Pudiquement, le rapport ne dit pas que les boucliers d’interception Thaad acquis en 2017 pour 15 milliards de dollars et les 6 batteries de Patriot à un milliard pièce n’ont rien vu passer ! Il préconise même le renforcement de ces couteux équipements inopérants, alertant au surplus que des menaces d’attaques pèsent sur neuf raffineries et sur les trois terminaux du plus grand port pétrolier du monde, Ras Tanura. Les conséquences internationales de leur neutralisation ne sont pas documentées, mais on imagine avec peine les conséquences d’un super choc pétrolier. Des observateurs se sont demandés à qui profiterait une soudaine flambée du prix du baril de pétrole ? À l’Iran, à la Russie, aux États Unis…. ? Et si tout simplement les Yéménites et un groupe de réfractaires saoudiens s’étaient alliés pour punir et chasser les Salman du trône ? Il est révélateur que ces attaques n’aient fait aucune victime : comme si on avait voulu épargner la fratrie et surtout, ne pas se comporter comme les sanguinaires que l’on combat.
L’arme de dissuasion suprême
Sous la pression de cette avalanche de menaces, les négociations en coulisses vont bon train. Les Emirats Arabes Unis qui ont perdu des dizaines d’officiers dans les combats d’Aden et d’Hodeida sont terrorisés à l’idée d’une attaque sur Dubaï ou Abu Dhabi qui aurait des conséquences inimaginables sur leur devenir. Alors, ils ont préféré jeter l’éponge et se sont retirés du bourbier. Reste l’Arabie de Ben Salman et l’Amérique de Trump qui s’obstinent encore, croyant que quelques GI et rampes de missiles de plus pourront sauver leur dynastie d’une déchéance programmée. Dans ce contexte, il est probable que les Yéménites qui exigent en préalable l’arrêt des bombardements, feront encore monter la pression et réclameront des compensations et réparations pour dommages de guerre. Le CSIS documente d’autres infrastructures vulnérables. Notamment les systèmes de contrôle et d’acquisition de données en temps réel (SCADA) qui a déjà été attaqué par des hackers, mais surtout il mentionne l’arme suprême, non encore été utilisée : celle de la soif. L’eau de mer désalinisée représente 70% de la consommation d’eau potable de l’Arabie. Il existe 7 500 usines de traitement sur le Golfe Persique. La plus gigantesque au monde est celle de Ras el Khair. C’est un otage en puissance.

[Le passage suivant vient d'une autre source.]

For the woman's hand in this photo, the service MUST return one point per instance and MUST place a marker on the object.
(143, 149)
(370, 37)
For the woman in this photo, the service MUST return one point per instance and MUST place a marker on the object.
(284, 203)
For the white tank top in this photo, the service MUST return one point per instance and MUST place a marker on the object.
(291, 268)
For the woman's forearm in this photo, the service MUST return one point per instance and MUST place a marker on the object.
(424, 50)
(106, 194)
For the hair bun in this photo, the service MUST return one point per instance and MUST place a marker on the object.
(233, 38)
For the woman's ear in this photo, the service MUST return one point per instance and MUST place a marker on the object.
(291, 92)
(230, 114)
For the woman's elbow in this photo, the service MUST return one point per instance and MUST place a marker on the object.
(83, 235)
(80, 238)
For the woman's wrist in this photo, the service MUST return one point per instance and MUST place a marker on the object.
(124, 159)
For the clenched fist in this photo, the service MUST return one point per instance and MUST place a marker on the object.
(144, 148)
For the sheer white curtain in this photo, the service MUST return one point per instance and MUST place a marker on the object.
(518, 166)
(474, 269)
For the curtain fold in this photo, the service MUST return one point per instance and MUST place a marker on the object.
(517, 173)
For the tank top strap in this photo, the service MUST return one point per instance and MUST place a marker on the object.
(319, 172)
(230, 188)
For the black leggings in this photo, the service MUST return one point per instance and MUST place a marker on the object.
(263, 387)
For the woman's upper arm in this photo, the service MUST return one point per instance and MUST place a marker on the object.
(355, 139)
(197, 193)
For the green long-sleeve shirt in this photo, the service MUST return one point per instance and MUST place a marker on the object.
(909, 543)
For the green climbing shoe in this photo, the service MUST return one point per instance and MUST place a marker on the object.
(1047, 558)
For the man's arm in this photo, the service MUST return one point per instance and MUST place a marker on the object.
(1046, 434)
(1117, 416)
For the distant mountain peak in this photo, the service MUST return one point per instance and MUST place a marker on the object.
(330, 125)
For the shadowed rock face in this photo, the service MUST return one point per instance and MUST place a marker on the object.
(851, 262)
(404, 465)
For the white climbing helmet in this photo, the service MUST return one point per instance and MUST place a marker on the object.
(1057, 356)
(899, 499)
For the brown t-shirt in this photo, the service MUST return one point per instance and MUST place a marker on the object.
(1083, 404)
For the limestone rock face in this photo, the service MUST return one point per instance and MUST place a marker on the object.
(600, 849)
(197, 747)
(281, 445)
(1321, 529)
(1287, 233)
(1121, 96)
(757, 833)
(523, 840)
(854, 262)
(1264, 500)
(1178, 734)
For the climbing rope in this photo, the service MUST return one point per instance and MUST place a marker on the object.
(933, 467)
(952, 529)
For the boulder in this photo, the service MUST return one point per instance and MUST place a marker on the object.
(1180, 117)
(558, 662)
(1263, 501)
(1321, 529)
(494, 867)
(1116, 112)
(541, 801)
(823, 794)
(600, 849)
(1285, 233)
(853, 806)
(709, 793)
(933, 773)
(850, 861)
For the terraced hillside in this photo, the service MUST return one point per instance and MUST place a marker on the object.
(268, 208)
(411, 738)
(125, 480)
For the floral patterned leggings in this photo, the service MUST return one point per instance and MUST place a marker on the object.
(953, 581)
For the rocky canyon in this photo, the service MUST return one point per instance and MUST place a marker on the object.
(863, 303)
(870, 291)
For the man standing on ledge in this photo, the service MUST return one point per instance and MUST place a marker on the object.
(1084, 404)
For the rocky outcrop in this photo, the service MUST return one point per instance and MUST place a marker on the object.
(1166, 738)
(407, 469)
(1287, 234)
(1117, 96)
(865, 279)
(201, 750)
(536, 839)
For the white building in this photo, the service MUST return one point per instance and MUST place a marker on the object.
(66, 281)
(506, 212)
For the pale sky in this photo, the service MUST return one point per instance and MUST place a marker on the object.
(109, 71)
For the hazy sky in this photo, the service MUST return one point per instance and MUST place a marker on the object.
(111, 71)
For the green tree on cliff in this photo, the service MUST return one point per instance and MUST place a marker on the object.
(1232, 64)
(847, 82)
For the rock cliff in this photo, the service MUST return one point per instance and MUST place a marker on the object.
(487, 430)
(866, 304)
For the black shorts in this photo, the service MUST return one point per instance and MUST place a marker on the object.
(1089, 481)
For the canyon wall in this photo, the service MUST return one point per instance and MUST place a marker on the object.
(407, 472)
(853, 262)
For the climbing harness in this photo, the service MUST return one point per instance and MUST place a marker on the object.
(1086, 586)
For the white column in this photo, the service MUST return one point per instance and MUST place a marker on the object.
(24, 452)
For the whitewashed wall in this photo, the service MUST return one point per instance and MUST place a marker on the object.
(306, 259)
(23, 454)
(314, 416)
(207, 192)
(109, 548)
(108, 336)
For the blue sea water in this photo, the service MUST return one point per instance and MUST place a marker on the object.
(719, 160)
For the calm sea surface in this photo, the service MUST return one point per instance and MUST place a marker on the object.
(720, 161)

Le complexe industriel alimente en eau douce la ville de Riyad grâce à deux tubes d’acier de 2 mètres de diamètre et de 450km de long qui débitent 800 millions de m3 par jour ! L’attaque ou le sabotage des installations de Ras el Khair condamnerait à la débandade 6 millions d’habitants. Les prédicteurs savants ont calculé que la population aurait très exactement huit jours pour évacuer la capitale. Attendez-vous donc à savoir que le pire sera peut-être évité.